On 25 January 2025, Gumiran was named as the commander of 6th Infantry Division and subsequently as commander of Joint Task Force Central, and replaced then-Major General Antonio Nafarrete, who named as the commander of the Western Mindanao Command. During his stint as division commander, he further intensified military operations against terrorist organizations while combatting campaigns against loose firearms in North Cotabato, while also continuing previous peace efforts with local Bangsamoro groups. On October 21, 2025, Gumiran was named as the 21st commander of the AFP Western Mindanao Command, replacing acting commander Brig. Gen. Romulo Quemado, who temporarily assumed the post following then-Lieutenant General Antonio Nafarrete's assumption as the Commanding General of the Philippine Army.

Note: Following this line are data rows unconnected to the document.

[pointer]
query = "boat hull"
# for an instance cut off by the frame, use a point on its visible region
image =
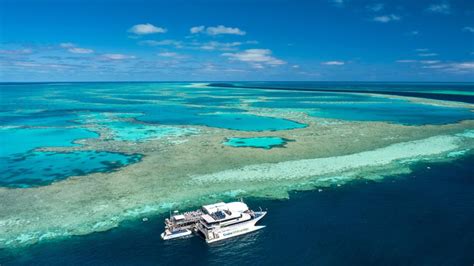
(236, 230)
(169, 236)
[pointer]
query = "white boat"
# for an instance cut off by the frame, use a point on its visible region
(175, 233)
(214, 222)
(225, 220)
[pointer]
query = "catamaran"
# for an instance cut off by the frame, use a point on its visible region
(214, 222)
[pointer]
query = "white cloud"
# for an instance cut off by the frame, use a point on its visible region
(72, 48)
(67, 45)
(442, 8)
(406, 61)
(386, 18)
(144, 29)
(16, 52)
(376, 7)
(168, 54)
(77, 50)
(333, 63)
(217, 30)
(222, 46)
(468, 29)
(464, 66)
(197, 29)
(428, 54)
(429, 62)
(256, 57)
(117, 56)
(178, 44)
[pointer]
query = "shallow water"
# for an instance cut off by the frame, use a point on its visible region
(258, 142)
(21, 140)
(424, 218)
(43, 168)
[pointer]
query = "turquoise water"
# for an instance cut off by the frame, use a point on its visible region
(43, 168)
(259, 142)
(127, 131)
(424, 218)
(246, 122)
(395, 112)
(372, 109)
(20, 140)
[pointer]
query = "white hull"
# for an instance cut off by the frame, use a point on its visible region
(168, 235)
(235, 230)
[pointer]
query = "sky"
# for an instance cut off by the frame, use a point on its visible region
(237, 40)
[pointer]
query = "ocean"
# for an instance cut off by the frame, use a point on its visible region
(84, 157)
(423, 218)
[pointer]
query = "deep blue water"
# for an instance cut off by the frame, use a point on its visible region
(43, 168)
(257, 142)
(424, 218)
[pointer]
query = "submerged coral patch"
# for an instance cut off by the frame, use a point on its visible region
(43, 168)
(257, 142)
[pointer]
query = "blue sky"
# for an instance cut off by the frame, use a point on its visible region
(327, 40)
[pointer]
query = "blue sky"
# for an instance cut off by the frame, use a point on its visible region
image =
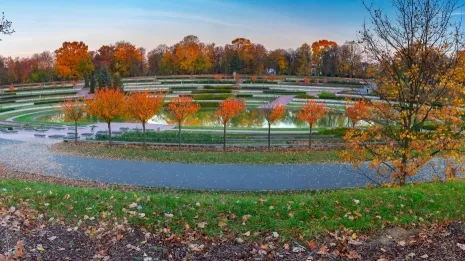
(45, 24)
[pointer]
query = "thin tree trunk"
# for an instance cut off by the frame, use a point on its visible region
(75, 132)
(269, 135)
(109, 133)
(179, 133)
(310, 137)
(145, 138)
(224, 138)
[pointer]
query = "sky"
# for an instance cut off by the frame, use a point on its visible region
(43, 25)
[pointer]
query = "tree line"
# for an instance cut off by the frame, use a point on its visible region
(73, 60)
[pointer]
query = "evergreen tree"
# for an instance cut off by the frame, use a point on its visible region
(235, 65)
(117, 83)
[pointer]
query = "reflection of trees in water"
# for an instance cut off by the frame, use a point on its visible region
(248, 119)
(59, 117)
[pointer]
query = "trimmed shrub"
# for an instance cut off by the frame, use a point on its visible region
(209, 104)
(304, 96)
(213, 96)
(327, 95)
(209, 87)
(6, 109)
(212, 91)
(338, 132)
(244, 95)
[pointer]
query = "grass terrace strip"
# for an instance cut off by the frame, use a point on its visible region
(293, 215)
(200, 155)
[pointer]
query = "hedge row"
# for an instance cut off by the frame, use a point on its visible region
(213, 96)
(6, 109)
(209, 87)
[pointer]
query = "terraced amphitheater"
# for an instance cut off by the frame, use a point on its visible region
(32, 111)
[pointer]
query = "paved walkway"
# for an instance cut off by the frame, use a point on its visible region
(281, 100)
(36, 158)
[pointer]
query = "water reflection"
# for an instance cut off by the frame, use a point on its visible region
(251, 118)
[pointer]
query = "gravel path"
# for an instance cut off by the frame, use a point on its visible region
(36, 158)
(281, 100)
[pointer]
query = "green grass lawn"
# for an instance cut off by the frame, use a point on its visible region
(18, 113)
(206, 157)
(294, 215)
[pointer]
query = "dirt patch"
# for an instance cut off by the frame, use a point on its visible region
(62, 147)
(27, 239)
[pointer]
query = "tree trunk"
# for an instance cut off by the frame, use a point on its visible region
(224, 138)
(145, 138)
(310, 137)
(179, 133)
(109, 132)
(75, 132)
(269, 136)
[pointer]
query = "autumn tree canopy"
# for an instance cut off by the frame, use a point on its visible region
(73, 111)
(108, 105)
(127, 58)
(272, 113)
(5, 26)
(180, 108)
(417, 82)
(73, 60)
(227, 110)
(310, 113)
(143, 106)
(189, 56)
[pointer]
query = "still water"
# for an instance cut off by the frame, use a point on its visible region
(250, 118)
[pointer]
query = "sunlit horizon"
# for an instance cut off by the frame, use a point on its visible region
(45, 26)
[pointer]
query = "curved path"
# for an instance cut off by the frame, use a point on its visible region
(36, 158)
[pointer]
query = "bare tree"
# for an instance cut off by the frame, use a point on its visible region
(416, 52)
(5, 26)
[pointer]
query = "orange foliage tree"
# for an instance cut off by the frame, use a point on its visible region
(73, 60)
(318, 48)
(254, 78)
(417, 85)
(307, 80)
(180, 108)
(126, 57)
(357, 111)
(73, 110)
(227, 110)
(108, 105)
(272, 113)
(218, 77)
(141, 106)
(311, 112)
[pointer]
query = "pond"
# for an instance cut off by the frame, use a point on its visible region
(250, 118)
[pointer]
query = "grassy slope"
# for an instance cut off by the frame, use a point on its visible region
(185, 156)
(298, 215)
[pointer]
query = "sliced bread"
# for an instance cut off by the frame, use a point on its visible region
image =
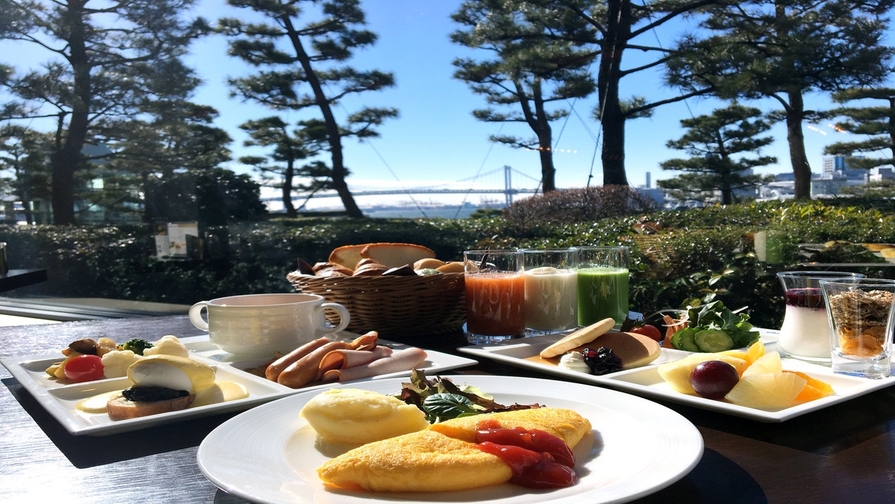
(392, 255)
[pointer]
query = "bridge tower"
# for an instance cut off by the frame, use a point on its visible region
(508, 184)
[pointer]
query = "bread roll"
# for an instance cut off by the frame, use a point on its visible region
(391, 255)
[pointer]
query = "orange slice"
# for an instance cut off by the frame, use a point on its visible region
(814, 389)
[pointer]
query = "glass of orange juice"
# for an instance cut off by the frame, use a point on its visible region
(495, 295)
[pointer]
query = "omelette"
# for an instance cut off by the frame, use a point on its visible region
(444, 457)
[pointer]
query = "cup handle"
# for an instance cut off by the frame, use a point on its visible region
(344, 317)
(196, 315)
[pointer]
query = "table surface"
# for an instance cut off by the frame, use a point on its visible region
(16, 278)
(845, 453)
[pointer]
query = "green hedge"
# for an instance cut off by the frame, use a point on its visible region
(692, 254)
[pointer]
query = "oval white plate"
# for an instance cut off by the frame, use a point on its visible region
(268, 454)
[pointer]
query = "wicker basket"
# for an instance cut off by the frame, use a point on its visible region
(394, 306)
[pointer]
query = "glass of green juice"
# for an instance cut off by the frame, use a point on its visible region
(602, 284)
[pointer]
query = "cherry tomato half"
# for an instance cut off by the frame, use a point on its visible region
(648, 330)
(81, 368)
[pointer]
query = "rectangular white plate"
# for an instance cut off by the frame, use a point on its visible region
(59, 398)
(646, 381)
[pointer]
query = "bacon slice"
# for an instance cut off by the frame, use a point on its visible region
(304, 370)
(346, 358)
(400, 360)
(273, 371)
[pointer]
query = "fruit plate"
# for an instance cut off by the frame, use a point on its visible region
(59, 398)
(637, 447)
(646, 381)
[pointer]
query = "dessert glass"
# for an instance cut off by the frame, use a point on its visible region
(861, 314)
(805, 333)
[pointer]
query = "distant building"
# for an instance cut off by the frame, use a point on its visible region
(836, 175)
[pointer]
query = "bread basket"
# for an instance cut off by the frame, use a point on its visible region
(394, 306)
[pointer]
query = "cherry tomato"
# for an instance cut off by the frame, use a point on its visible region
(648, 330)
(81, 368)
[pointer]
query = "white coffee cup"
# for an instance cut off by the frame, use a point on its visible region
(264, 324)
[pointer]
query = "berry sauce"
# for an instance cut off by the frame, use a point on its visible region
(808, 297)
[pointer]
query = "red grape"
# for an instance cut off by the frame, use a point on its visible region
(713, 379)
(81, 368)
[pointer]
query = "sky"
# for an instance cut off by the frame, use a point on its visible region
(436, 142)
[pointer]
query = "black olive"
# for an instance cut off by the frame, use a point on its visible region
(147, 394)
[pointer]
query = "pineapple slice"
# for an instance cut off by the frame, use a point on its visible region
(767, 391)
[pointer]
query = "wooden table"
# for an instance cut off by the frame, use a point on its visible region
(845, 453)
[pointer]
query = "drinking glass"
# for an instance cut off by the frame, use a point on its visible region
(495, 295)
(805, 333)
(861, 314)
(551, 290)
(602, 284)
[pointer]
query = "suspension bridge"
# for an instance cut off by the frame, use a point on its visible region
(507, 190)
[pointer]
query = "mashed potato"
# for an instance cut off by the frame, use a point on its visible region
(354, 416)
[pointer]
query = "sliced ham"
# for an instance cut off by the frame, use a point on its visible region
(304, 370)
(399, 360)
(346, 358)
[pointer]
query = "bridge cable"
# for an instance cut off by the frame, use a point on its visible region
(478, 173)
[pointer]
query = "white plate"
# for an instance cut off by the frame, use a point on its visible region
(59, 398)
(647, 382)
(638, 447)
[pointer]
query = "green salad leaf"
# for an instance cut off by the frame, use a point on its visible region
(441, 399)
(716, 316)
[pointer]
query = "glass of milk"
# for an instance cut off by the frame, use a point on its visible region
(805, 333)
(551, 290)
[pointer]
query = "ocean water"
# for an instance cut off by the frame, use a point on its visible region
(445, 212)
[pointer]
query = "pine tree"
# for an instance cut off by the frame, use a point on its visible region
(531, 71)
(783, 50)
(300, 69)
(719, 144)
(103, 58)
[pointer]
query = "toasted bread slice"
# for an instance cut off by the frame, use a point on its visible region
(392, 255)
(120, 408)
(580, 337)
(633, 349)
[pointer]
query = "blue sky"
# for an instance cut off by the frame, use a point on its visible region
(436, 142)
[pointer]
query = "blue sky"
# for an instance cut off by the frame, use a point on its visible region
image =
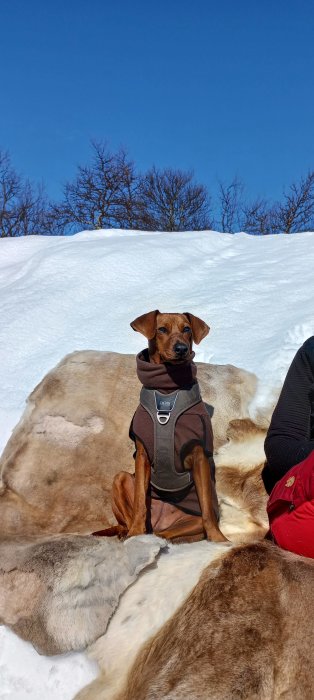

During his stint, Gumiran continued his thrust in intensifying combat operations against terrorist groups while continuing to boost measures against localized threats, and continued enhancing local ties with both Bangsamoro groups and local-based organizations towards peace development initiatives.

===Commanding General of the Philippine Army===
Gumiran was named as the Commanding General of the Philippine Army on 21 July 2026, before fully assuming the position on 11 August 2026, formally replacing then-Lieutenant General Antonio Nafarrete, who was picked as the Chief of Staff of the Armed Forces of the Philippines. During his assumption speech, Gumiran vowed to transform the Army into a "future-ready force", and also introduced his leadership thrust called the STRONG framework, and stand for the following pillars: S for stewardship and leadership; T for transformation and modernization of personnel, capabilities, doctrines, and systems; R for readiness to be a mission-ready, joint-ready, and future-ready force; O for organizational development and stronger institutions; N for nation-building towards national peace, security, and development; and G for God-fearing and anchoring faith and commitment to God, constitution, and the Filipino people. Gumiran also aims to fully defeat localized internal threats and increase preparedness for external threats in a "more demanding security environment", while supporting democratic institutions and strengthen the Army's partnerships with the people at large. Gumiran also made the 2026 Bangsamoro Parliament election an "immediate priority" to help secure the local polls.

==Awards in military service==
===Personal military decorations===
- Distinguished Service Star with four bronze anahaw leaves
- Meritorious Achievement Medal
- Distinguished Service Medal with one bronze anahaw leaf
- Chief of Staff, AFP Commendation Medal
- Gawad sa Kaunlaran Medal with one bronze anahaw leaf
- Bronze Cross Medal
- Silver Wing Medal
- Military Merit Medal with one bronze spearhead devices
- Military Merit Medal with four silver anahaw leaves
- Military Merit Medal with three bronze anahaw leaves
- Military Civic Action Medal with one silver anahaw leaf and three bronze anahaw leaves
- 2 Parangal sa Kapanalig ng Sandatahang Lakas ng Pilipinas Medals
- Military Commendation Medal with three silver equilateral triangles
- Military Commendation Medal with three bronze equilateral triangles

===Campaign and service medals===
- United Nations Service Medal
- United Nations UNGCI Medal
- Long Service Medal
- Anti-Dissidence Campaign Medal
- Luzon Anti-Dissidence Campaign Medal
- Visayas Anti-Dissidence Campaign Medal
- Mindanao Anti-Dissidence Campaign Medal
- Disaster Relief & Rehabilitation Operation Ribbon with one bronze service star

===Unit Decorations===
- Philippine Republic Presidential Unit Citation
- People Power II Unit Citation
- Martial Law Unit Citation

===Badges===
- Combat Commander's Kagitingan Badge
- AFP Basic Parachutist Badge
- Scout Ranger Qualification Badge
- United States Army War College Badge

==Personal life==
Gumiran is married to Maria Solita Salonga-Gumiran and they have three children.